IT’S not hard to find reasons to be downcast these days.

Thanks to Tory mismanagement, the economy is in poor shape with sky-high inflation putting painful pressure on household budgets.

The legacy of the pandemic continues to exacerbate the strain on our public services, especially the NHS. Brexit still casts a long and dark shadow over many businesses.

And while the severity of the climate emergency is increasing all the time, the response of too many politicians is akin to fiddling while Rome burns.

An obsession with so-called culture war issues is too often taking the place of serious solutions to genuinely big problems.

So, there is plenty to worry about, for sure.
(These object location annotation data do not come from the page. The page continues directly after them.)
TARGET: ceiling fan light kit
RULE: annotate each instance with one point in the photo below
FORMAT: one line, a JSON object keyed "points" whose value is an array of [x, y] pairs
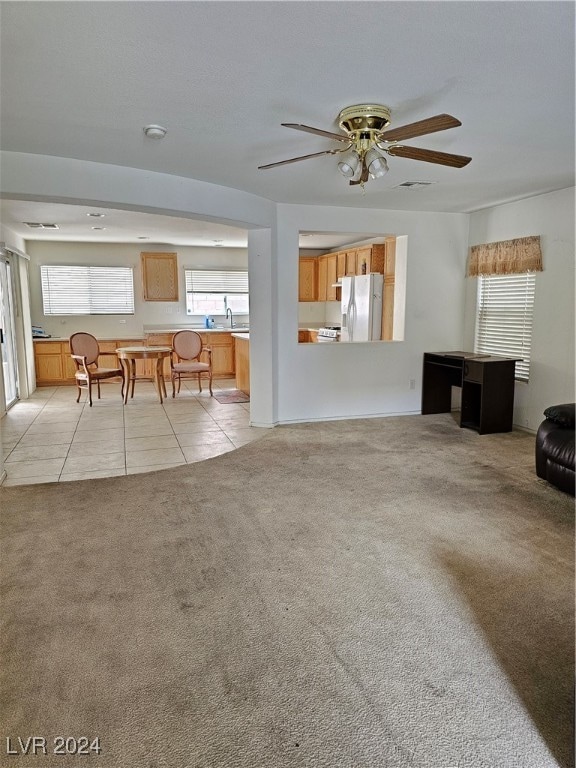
{"points": [[367, 142]]}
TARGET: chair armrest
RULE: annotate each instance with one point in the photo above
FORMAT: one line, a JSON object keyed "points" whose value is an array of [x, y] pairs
{"points": [[80, 361]]}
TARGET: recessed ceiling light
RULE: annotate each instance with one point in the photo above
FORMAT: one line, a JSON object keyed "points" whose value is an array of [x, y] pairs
{"points": [[154, 131]]}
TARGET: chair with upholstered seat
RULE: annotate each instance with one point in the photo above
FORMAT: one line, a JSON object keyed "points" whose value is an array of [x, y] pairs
{"points": [[85, 352], [187, 347]]}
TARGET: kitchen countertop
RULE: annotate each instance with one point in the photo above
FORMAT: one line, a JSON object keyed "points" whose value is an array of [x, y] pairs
{"points": [[133, 336]]}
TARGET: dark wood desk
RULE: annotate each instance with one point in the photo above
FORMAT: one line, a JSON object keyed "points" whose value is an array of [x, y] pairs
{"points": [[487, 384]]}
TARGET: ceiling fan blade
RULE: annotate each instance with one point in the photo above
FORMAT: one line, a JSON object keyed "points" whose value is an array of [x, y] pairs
{"points": [[429, 156], [302, 157], [421, 128], [317, 131]]}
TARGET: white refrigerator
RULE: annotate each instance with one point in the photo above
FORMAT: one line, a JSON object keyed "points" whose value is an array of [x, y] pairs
{"points": [[362, 307]]}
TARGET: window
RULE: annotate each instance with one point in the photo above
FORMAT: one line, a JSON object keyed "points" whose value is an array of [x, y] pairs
{"points": [[213, 291], [504, 317], [87, 290]]}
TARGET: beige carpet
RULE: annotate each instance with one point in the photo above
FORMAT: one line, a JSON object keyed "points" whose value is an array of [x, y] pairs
{"points": [[380, 593]]}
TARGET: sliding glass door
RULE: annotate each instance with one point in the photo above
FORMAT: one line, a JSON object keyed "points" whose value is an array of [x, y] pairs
{"points": [[7, 334]]}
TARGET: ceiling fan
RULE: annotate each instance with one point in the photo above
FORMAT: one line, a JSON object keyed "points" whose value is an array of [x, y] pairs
{"points": [[367, 142]]}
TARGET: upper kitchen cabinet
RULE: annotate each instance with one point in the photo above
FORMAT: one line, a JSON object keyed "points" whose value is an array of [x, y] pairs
{"points": [[318, 275], [331, 277], [308, 279], [159, 276]]}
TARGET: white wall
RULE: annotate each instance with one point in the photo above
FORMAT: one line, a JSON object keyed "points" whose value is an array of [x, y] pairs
{"points": [[293, 382], [353, 380], [147, 313], [552, 363]]}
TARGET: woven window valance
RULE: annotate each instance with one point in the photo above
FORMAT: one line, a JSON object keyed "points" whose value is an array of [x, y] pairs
{"points": [[506, 257]]}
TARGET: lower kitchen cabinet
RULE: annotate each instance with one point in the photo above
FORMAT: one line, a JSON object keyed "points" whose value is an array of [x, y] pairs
{"points": [[50, 364]]}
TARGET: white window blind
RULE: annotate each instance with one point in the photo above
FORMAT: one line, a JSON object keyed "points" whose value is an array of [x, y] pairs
{"points": [[71, 290], [213, 291], [504, 317]]}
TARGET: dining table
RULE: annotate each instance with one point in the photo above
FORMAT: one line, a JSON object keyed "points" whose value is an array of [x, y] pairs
{"points": [[128, 357]]}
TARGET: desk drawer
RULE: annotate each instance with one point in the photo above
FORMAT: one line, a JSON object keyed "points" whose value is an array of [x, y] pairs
{"points": [[473, 371]]}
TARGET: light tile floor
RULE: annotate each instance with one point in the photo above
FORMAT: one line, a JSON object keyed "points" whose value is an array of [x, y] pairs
{"points": [[51, 438]]}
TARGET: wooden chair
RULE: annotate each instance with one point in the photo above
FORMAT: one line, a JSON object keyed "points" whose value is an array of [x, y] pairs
{"points": [[187, 347], [85, 352]]}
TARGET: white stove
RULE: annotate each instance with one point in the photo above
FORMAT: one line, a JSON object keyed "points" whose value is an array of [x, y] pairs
{"points": [[330, 333]]}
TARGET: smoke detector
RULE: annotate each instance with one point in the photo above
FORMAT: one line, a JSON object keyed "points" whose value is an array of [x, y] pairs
{"points": [[154, 131]]}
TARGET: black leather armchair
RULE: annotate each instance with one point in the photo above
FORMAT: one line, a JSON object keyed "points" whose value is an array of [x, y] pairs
{"points": [[555, 447]]}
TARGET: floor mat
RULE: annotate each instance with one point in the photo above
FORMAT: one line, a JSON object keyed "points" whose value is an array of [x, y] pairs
{"points": [[235, 396]]}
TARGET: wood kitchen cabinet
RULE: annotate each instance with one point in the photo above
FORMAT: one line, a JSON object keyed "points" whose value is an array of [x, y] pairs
{"points": [[49, 362], [322, 277], [331, 277], [307, 278], [388, 290]]}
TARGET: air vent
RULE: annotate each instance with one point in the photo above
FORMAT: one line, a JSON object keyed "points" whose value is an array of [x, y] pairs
{"points": [[414, 184]]}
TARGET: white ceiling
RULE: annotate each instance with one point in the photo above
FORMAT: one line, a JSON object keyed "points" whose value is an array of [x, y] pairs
{"points": [[81, 79]]}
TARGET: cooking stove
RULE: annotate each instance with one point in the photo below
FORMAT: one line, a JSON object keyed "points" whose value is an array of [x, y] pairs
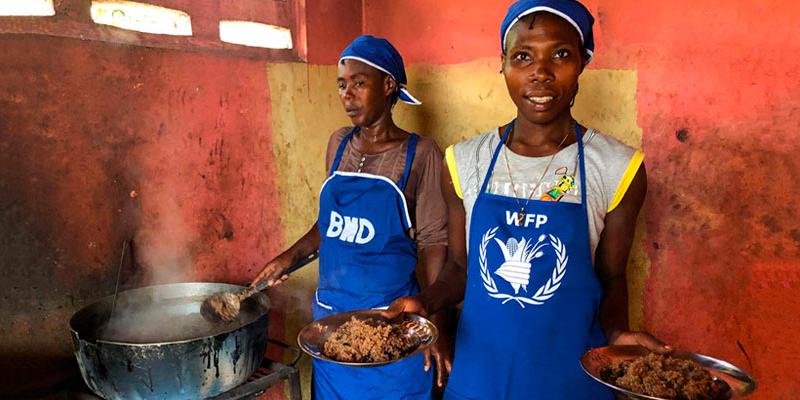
{"points": [[270, 373]]}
But, perhaps especially at times like these, it is important to recognise the reasons to be optimistic – and these have not been in short supply over the past few weeks.
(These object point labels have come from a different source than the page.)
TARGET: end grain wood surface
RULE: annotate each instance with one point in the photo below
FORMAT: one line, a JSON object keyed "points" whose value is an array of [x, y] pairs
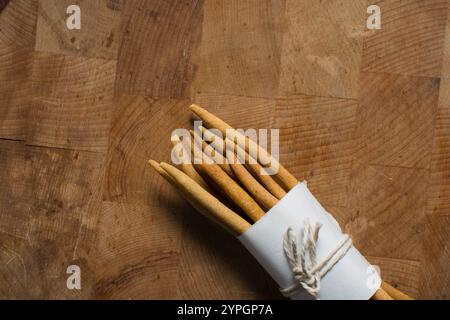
{"points": [[364, 116]]}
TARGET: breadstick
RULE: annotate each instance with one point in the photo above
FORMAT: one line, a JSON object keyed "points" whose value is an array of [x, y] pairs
{"points": [[233, 190], [222, 161], [394, 292], [262, 196], [254, 167], [187, 167], [287, 179], [206, 203]]}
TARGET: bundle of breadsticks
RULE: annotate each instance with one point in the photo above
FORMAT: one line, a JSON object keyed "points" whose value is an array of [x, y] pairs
{"points": [[261, 209]]}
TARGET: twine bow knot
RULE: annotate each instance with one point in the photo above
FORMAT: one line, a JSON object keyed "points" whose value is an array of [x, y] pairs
{"points": [[307, 272]]}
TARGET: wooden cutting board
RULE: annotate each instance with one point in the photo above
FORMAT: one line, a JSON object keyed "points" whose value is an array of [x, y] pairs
{"points": [[364, 117]]}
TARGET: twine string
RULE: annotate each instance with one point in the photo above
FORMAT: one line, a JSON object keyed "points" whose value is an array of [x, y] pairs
{"points": [[303, 262]]}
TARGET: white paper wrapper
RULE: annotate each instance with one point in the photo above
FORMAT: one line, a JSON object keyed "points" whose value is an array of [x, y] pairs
{"points": [[351, 278]]}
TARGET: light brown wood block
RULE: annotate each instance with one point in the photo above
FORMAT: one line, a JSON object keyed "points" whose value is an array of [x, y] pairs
{"points": [[396, 119], [211, 266], [387, 210], [239, 112], [72, 102], [15, 89], [156, 53], [18, 23], [141, 131], [317, 142], [17, 36], [99, 35], [46, 221], [322, 47], [434, 283], [411, 39], [137, 252], [240, 48], [439, 189]]}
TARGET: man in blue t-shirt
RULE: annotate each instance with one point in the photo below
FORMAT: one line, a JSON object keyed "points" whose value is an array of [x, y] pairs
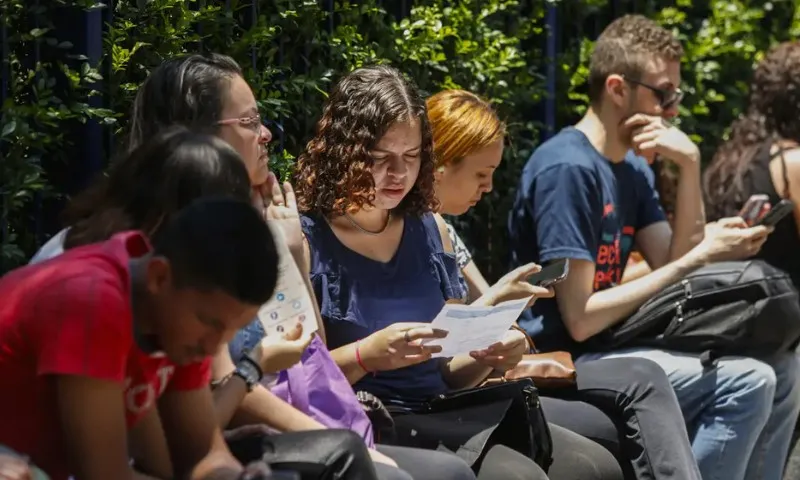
{"points": [[588, 195]]}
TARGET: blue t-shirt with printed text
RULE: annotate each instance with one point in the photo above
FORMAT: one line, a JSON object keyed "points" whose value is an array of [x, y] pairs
{"points": [[572, 202]]}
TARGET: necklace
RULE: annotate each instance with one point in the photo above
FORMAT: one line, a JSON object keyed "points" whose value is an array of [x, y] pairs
{"points": [[364, 230]]}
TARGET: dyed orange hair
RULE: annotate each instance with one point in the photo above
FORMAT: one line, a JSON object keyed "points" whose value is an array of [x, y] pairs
{"points": [[462, 124]]}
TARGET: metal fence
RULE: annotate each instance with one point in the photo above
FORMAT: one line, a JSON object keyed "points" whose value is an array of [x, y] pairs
{"points": [[91, 142]]}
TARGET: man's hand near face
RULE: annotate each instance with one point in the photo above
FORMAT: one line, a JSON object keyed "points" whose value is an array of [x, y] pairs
{"points": [[652, 135]]}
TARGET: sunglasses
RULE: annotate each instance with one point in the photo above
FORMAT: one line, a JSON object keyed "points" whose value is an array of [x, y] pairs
{"points": [[667, 98]]}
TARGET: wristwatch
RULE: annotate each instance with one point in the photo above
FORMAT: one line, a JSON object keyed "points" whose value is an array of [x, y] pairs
{"points": [[249, 371]]}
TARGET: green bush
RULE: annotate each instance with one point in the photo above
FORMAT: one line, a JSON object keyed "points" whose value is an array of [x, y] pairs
{"points": [[292, 50]]}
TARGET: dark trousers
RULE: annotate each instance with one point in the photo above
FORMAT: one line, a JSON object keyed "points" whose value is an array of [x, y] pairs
{"points": [[628, 406], [500, 463]]}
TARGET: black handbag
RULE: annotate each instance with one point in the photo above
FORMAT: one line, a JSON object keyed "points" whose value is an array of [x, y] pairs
{"points": [[746, 308], [331, 454], [469, 422]]}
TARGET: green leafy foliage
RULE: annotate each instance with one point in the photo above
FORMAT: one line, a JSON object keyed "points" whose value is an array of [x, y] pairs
{"points": [[292, 50]]}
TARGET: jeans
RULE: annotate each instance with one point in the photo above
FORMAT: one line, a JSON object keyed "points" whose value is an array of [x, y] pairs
{"points": [[740, 414]]}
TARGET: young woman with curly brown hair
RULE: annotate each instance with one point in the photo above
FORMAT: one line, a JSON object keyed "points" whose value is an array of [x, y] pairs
{"points": [[762, 156], [380, 257]]}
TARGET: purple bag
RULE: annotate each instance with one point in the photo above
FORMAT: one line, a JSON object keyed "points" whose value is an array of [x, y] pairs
{"points": [[317, 387]]}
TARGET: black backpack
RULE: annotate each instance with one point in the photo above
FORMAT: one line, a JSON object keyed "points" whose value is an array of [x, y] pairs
{"points": [[747, 308]]}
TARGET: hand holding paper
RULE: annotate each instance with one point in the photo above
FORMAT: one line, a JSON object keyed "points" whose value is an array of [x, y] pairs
{"points": [[474, 328]]}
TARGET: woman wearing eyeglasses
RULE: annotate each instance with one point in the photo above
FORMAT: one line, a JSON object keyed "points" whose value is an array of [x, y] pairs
{"points": [[209, 93]]}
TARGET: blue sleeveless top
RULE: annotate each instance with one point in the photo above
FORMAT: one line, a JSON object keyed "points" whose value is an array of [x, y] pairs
{"points": [[359, 296]]}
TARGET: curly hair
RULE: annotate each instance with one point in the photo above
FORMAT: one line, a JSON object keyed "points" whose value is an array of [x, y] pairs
{"points": [[625, 47], [773, 112], [462, 123], [333, 175]]}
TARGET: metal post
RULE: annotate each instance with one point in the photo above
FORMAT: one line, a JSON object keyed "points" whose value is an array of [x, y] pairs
{"points": [[550, 49]]}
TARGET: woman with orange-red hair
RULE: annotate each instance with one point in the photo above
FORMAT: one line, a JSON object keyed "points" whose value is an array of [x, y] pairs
{"points": [[468, 142]]}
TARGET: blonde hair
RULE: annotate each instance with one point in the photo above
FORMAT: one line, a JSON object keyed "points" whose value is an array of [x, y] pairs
{"points": [[462, 124]]}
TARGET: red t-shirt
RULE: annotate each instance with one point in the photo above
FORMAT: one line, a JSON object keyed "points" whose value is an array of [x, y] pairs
{"points": [[72, 315]]}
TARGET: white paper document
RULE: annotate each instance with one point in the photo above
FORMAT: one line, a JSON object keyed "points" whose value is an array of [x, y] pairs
{"points": [[291, 302], [474, 327]]}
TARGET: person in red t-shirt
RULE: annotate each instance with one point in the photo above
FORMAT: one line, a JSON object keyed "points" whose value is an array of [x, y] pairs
{"points": [[95, 339]]}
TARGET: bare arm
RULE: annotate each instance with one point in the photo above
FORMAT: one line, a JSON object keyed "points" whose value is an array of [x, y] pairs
{"points": [[585, 313], [690, 216], [102, 431], [658, 242], [235, 406], [476, 282], [148, 446], [197, 449]]}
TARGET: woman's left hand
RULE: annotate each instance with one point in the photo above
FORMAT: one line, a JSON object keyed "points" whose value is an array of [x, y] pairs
{"points": [[514, 285], [504, 355], [279, 207]]}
Whether here in Glasgow or at the other end of the M8 in Edinburgh, we have been reminded of what an attractive country Scotland is and how much we have to offer.

The UCI Cycling World Championships, hosted by Glasgow, have been an outstanding success, showing yet again that when it comes to staging major events there are few cities anywhere in the world who do it better than our own.

The city looked amazing in front of an estimated one billion viewers worldwide who tuned in to watch Mathieu van der Poel ride to victory in the men’s road race.

The thousands who lined the streets to watch this and other events in person brought a real buzz to the city that even the rain couldn’t extinguish.

And Montrose Street has surely never been so famous as we all marvelled at how effortlessly the cyclists scaled the steep incline that most of us struggle to walk up without getting out of breath.

The road races, mountain biking, track events, BMX racing and para cycling – amongst other disciplines – have delighted crowds.

The 10-day championship will have brought millions of pounds of revenue to the city and boosted the hotels, restaurants and shops that are still struggling to fully recover from the disruption of Covid.

Less easy to measure, but surely considerable, will be the extent to which people have been encouraged to get on their own bikes, with all the physical and mental health benefits that brings.

There is still a way to go but Glasgow, with developments like the South City Way through my own constituency, is becoming a better place for cyclists.

So, all in all the UCI Cycling World Championships have been a massive success – and a real tribute to the hard work of all those in Glasgow City Council and other agencies who made it possible.

Of course, there are downsides, and many will question the value of such events.

There is no doubt that they bring disruption to those who live in the city – road closures, congestion and general inconvenience.

It is important that the council and the organisers of these kinds of event bear this in mind and work to mitigate the negative aspects when playing host in future.

But overall, these events are good for the city, and we should be proud of the positive image of Scotland that they project to the world.

It really does deliver value, both short and long term.

The same is true of the Edinburgh Festivals now in full swing over in the east of the country.

Again, there are – to put it mildly – mixed views about the festivals amongst those who live and work in our capital city.

It can be exceptionally difficult to get on with a normal daily routine amidst the throngs of tourists milling around and the artists handing out leaflets to persuade folk into their shows.

But what the festivals – individually and collectively – do for the economy and reputation of Edinburgh, and by extension Scotland, is immense.

It is no exaggeration to say that during the month of August, Edinburgh is the cultural capital of the world and that is something to be proud of and celebrate.

So, amidst the many challenges the country is grappling with just now, there are also many reasons to be cheerful.

I have focused here on Glasgow and Edinburgh but – as I write – our highlands and islands are also being visited by tourists from all over the world, attracted by the beauty of the landscape, the friendliness of the people, and the reputation of our food and drink.

All of them will take away experiences and memories that will encourage others to visit in future.

And while the summer is very much the highpoint, the attractions are not confined to the current season.

For example, in weeks to come, other parts of Scotland from Wigtown to Irvine will host book festivals of their own.

And, of course, our world-class universities are all year-round magnets for students from all parts of the world.

For all its challenges, many of them experienced by other countries too, Scotland is a brilliant place – and just occasionally it is good to remind ourselves of that.